ARAHAN SEKTOR SUMBERDAYA AIR

Arahan Pengembangan dan Pengelolaan Sektor Sumberdaya Air

Dalam pengelolaan sumberdaya air, ada ketentuan penting yang mendasar tentang pola pengelolaan sumberdaya air dalam Undang-Undang No. 7 Tahun 2004 tentang Sumberdaya Air. Dalam Pasal 10 disebutkan bahwa :

(1)      Untuk menjamin terselenggaranya pengelolaan sumberdaya air yang dapat memberikan manfaat yang sebesar-besarnya bagi kepentingan masyarakat dalam segala bidang kehidupan disusun pola pengelolaan sumberdaya air.

(2)      Pola pengelolaan sumberdaya air sebagaimana dimaksud pada ayat (1) disusun berdasarkan wilayah sungai dengan prinsip keterpaduan antara air permukaan dan air tanah.

Dalam penjelasan UU tersebut dikemukakan bahwa pola pengelolaan sumberdaya air merupakan kerangka dasar dalam merencanakan, melaksanakan, memantau dan mengevaluasi kegiatan konservasi sumberdaya air, pendayagunaan sumberdaya air dan pengendalian daya rusak air pada setiap wilayah sungai dengan prinsip keterpaduan antara air permukaan dan air tanah.

Pengembangan sumberdaya air dengan mengedepankan pola pengelolaan yang didasarkan pada prinsip keseimbangan antara upaya konservasi dan pendayagunaan sumberdaya air, adalah salah satu upaya dalam memberikan perlindungan dan pelestarian sumber air yang bertujuan untuk melindungi dan melestarikan sumber air beserta lingkungan dari kerusakan atau gangguan yang disebabkan oleh daya alam, termasuk kekeringan yang disebabkan oleh tindakan manusia.

Pengembangan sektor sumberdaya air di Kabupaten Ponorogo diarahkan sebagai upaya melakukan pengendalian daya rusak air untuk mencegah, menanggulangi, dan memulihkan kerusakan kualitas lingkungan yang disebabkan oleh daya rusak air.
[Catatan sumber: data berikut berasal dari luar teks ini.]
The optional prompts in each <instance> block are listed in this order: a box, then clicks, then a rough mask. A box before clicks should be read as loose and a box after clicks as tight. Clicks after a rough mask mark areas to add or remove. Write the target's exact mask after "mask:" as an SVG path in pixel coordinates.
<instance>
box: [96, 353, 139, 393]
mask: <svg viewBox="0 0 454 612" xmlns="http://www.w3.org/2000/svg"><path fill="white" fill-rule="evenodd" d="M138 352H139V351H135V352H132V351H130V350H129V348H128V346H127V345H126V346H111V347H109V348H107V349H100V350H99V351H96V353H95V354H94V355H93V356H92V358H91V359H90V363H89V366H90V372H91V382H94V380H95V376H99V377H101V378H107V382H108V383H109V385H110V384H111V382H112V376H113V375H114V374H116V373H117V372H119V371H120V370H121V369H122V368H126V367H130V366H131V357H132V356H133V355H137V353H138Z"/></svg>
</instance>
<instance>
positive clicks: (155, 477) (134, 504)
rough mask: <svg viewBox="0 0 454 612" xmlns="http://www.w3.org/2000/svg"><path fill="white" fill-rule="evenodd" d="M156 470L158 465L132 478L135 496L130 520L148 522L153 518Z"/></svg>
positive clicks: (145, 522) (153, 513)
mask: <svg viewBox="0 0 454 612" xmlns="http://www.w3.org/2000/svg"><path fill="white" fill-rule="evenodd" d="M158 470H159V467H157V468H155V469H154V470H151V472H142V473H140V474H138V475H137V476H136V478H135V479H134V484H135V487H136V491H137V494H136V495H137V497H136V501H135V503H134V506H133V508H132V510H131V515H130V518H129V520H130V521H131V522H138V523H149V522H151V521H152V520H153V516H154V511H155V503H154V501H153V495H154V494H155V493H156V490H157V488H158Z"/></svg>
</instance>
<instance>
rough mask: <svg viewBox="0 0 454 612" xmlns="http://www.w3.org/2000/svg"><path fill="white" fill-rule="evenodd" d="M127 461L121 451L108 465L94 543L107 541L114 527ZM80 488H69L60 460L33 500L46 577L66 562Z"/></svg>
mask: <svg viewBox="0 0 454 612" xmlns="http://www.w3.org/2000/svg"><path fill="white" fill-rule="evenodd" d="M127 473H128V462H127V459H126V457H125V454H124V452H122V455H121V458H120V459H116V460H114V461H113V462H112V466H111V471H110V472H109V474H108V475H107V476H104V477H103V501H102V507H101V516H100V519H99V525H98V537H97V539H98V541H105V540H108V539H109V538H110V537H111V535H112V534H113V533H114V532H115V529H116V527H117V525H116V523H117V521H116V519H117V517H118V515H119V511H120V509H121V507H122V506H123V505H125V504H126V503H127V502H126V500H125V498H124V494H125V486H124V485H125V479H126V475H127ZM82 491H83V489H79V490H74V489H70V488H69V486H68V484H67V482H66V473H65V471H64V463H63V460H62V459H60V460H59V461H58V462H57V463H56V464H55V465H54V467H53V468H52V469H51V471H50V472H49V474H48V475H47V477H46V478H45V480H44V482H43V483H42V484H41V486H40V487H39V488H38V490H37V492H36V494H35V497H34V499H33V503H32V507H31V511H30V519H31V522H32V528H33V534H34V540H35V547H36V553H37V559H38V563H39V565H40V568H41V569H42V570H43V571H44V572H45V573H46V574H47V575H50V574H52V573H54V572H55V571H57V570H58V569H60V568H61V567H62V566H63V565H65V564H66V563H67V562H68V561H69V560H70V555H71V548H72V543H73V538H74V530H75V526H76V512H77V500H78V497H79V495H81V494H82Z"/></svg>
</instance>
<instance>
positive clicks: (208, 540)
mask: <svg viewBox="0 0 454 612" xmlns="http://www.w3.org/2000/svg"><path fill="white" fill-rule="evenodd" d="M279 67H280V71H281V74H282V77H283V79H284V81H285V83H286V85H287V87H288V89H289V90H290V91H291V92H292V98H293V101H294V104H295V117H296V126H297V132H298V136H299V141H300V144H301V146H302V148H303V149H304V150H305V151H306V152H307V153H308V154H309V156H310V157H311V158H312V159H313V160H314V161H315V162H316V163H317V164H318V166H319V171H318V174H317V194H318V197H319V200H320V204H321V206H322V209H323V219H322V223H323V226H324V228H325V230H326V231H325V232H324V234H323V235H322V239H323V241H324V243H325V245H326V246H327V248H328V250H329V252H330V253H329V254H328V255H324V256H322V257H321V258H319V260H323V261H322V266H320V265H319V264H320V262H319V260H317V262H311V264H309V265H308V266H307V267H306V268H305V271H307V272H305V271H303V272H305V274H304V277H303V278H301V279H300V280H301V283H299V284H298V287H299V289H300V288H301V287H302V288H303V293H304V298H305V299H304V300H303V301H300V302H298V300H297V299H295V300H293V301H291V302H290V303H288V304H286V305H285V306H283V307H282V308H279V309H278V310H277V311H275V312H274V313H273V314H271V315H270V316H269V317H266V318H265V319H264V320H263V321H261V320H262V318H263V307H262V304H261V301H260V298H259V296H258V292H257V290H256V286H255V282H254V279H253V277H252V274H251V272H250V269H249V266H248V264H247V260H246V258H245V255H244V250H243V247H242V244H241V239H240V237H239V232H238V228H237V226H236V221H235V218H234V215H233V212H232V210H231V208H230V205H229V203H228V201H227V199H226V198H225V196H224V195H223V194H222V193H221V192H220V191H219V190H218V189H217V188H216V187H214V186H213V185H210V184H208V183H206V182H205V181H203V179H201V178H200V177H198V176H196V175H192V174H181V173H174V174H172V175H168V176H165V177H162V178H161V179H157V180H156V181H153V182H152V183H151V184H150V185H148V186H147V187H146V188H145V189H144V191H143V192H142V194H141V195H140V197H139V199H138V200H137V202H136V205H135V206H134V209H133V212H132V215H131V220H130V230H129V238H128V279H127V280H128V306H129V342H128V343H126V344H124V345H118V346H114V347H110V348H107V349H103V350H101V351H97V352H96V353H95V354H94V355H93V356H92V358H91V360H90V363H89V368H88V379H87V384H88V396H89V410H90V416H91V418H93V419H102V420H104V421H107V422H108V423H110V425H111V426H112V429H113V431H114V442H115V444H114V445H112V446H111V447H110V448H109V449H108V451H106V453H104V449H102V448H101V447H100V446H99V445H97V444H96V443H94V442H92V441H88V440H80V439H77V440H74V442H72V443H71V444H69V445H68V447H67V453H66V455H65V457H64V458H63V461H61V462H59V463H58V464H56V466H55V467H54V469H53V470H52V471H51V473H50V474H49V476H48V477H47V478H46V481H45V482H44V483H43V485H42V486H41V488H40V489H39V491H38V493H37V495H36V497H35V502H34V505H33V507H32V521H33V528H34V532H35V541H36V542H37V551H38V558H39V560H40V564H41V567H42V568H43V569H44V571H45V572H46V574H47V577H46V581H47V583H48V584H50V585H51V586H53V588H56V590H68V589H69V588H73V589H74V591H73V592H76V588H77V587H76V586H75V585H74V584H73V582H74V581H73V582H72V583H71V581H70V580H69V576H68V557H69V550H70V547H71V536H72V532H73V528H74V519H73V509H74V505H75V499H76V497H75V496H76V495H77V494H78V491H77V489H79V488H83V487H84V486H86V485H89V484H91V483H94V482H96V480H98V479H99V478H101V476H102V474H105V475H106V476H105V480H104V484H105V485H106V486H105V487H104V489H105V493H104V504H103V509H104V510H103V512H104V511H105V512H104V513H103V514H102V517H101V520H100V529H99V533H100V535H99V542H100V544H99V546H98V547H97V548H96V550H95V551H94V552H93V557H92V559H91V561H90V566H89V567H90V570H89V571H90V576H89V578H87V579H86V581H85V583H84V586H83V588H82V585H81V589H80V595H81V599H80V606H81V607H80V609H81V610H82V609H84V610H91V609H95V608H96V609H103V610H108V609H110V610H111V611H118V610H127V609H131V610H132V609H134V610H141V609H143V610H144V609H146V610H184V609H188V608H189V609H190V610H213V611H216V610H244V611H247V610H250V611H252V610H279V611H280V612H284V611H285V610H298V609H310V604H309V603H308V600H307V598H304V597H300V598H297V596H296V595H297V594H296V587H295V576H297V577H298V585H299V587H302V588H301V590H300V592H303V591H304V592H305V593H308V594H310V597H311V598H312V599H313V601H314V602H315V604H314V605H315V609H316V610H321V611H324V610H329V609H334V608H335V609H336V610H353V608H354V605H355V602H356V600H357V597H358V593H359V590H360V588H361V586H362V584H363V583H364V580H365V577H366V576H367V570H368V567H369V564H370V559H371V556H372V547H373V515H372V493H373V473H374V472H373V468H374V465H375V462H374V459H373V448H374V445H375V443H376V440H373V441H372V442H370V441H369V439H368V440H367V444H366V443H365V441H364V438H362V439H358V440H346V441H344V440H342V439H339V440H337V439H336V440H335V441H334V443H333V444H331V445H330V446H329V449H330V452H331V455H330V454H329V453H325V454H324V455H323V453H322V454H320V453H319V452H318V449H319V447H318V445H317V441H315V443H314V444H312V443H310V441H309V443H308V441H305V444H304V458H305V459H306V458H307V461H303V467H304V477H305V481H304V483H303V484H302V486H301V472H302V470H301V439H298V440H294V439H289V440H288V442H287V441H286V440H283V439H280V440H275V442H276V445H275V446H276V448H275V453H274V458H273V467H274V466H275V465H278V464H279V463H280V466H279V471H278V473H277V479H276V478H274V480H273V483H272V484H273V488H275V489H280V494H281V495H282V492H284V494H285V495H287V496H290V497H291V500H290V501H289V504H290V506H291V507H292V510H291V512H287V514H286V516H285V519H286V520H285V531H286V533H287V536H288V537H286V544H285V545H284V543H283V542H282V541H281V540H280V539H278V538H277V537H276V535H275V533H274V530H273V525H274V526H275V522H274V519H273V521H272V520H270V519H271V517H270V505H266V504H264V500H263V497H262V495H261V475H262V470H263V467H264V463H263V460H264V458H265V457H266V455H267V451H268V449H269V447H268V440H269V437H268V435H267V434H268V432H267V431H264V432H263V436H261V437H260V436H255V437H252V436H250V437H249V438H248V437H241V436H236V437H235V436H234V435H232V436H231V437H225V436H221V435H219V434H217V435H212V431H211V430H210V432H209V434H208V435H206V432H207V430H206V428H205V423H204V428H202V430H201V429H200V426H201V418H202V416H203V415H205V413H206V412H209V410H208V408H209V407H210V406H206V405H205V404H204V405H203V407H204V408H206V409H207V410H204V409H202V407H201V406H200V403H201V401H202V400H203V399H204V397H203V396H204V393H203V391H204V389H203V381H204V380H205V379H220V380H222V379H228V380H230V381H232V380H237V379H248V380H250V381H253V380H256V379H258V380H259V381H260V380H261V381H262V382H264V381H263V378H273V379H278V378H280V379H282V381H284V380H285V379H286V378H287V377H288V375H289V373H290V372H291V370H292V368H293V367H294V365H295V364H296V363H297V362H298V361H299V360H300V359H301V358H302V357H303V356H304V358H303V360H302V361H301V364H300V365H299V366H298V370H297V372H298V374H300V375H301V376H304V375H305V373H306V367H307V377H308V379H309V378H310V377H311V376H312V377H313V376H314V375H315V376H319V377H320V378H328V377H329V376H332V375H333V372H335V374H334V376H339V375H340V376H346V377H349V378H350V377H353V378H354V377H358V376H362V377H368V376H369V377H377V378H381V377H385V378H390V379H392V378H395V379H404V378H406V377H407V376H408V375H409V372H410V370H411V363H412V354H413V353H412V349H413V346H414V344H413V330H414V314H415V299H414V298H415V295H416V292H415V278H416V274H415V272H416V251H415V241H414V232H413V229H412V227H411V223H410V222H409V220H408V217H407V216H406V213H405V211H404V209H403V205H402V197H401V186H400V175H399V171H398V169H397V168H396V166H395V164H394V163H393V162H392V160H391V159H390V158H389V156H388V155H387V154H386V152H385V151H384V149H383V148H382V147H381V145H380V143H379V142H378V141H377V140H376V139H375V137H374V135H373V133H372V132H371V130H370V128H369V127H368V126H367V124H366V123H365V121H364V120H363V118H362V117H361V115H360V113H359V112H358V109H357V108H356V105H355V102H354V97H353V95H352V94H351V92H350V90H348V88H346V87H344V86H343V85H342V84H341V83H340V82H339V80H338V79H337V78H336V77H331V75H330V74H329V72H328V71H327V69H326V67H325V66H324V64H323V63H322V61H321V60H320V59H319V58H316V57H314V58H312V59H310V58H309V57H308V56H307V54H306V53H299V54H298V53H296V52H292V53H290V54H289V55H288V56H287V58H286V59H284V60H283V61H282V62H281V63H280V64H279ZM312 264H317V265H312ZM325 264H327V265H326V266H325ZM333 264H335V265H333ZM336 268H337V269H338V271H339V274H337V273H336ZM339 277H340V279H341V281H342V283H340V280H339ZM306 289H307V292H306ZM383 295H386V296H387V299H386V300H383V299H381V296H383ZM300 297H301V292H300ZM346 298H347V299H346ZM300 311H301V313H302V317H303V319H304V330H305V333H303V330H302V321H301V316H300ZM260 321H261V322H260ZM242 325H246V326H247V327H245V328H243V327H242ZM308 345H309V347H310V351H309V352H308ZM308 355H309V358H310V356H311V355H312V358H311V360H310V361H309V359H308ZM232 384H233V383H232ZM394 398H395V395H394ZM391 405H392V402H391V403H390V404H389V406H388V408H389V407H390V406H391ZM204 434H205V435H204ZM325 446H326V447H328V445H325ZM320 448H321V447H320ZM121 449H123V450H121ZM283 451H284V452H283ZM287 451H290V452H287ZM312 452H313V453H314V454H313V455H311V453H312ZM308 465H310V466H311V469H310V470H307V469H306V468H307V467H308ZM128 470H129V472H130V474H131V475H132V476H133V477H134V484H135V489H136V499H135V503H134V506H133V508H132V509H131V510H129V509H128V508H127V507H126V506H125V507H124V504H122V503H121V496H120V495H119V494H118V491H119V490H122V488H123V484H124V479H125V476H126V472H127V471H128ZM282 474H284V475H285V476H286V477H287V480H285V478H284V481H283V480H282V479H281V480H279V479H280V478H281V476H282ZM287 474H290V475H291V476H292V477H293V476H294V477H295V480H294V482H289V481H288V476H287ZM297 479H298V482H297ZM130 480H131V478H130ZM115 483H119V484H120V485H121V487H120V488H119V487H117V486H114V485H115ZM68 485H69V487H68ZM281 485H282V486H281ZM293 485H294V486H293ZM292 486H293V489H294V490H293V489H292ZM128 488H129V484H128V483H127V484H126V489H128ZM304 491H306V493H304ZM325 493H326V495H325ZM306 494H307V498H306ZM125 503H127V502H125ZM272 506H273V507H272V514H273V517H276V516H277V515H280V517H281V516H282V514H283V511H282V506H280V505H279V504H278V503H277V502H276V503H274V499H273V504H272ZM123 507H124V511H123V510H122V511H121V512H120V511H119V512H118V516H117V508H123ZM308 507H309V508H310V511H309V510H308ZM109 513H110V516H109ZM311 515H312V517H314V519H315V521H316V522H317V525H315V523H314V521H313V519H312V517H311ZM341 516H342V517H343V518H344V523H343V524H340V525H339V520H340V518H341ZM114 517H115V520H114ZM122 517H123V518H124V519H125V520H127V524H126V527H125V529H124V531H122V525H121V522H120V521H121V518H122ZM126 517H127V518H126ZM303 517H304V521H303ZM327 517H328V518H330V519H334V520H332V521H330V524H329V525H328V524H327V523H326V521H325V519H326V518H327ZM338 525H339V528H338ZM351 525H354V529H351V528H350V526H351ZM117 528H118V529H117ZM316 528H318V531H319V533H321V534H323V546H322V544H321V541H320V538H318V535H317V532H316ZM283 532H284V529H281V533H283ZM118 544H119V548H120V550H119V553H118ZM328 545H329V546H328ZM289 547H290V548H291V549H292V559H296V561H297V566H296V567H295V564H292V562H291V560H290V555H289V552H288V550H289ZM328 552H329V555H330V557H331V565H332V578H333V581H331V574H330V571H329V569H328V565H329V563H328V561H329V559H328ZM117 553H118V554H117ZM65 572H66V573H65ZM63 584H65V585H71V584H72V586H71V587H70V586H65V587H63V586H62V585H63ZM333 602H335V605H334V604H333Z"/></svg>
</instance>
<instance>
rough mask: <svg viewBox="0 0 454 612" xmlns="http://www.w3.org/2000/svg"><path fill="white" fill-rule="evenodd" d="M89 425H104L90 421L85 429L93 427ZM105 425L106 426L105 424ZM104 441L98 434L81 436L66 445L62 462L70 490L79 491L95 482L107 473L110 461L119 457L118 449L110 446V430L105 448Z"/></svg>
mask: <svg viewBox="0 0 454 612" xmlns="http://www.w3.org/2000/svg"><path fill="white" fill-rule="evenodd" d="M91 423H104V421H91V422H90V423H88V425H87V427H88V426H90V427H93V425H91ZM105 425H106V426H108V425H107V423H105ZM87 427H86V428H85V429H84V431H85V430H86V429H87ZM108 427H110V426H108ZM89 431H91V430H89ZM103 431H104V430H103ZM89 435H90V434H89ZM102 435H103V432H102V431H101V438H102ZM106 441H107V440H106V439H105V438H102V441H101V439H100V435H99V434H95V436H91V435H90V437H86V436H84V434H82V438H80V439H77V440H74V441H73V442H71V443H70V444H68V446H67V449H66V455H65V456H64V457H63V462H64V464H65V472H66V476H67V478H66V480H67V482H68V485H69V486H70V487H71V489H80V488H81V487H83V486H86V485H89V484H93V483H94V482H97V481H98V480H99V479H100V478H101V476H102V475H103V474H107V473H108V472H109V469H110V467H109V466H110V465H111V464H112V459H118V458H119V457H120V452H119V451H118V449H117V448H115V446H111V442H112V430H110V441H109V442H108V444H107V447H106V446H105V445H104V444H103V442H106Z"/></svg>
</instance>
Konservasi sumberdaya air ditujukan untuk menjaga kelangsungan dan keberadaan daya dukung, daya tampung, dan fungsi sumberdaya air, melalui kegiatan perlindungan dan pelestarian sumber air, pengawetan air, serta pengelolaan kualitas air dan pengendalian pencemaran air dengan mengacu pada pola pengelolaan sumberdaya air yang ditetapkan pada setiap wilayah sungai.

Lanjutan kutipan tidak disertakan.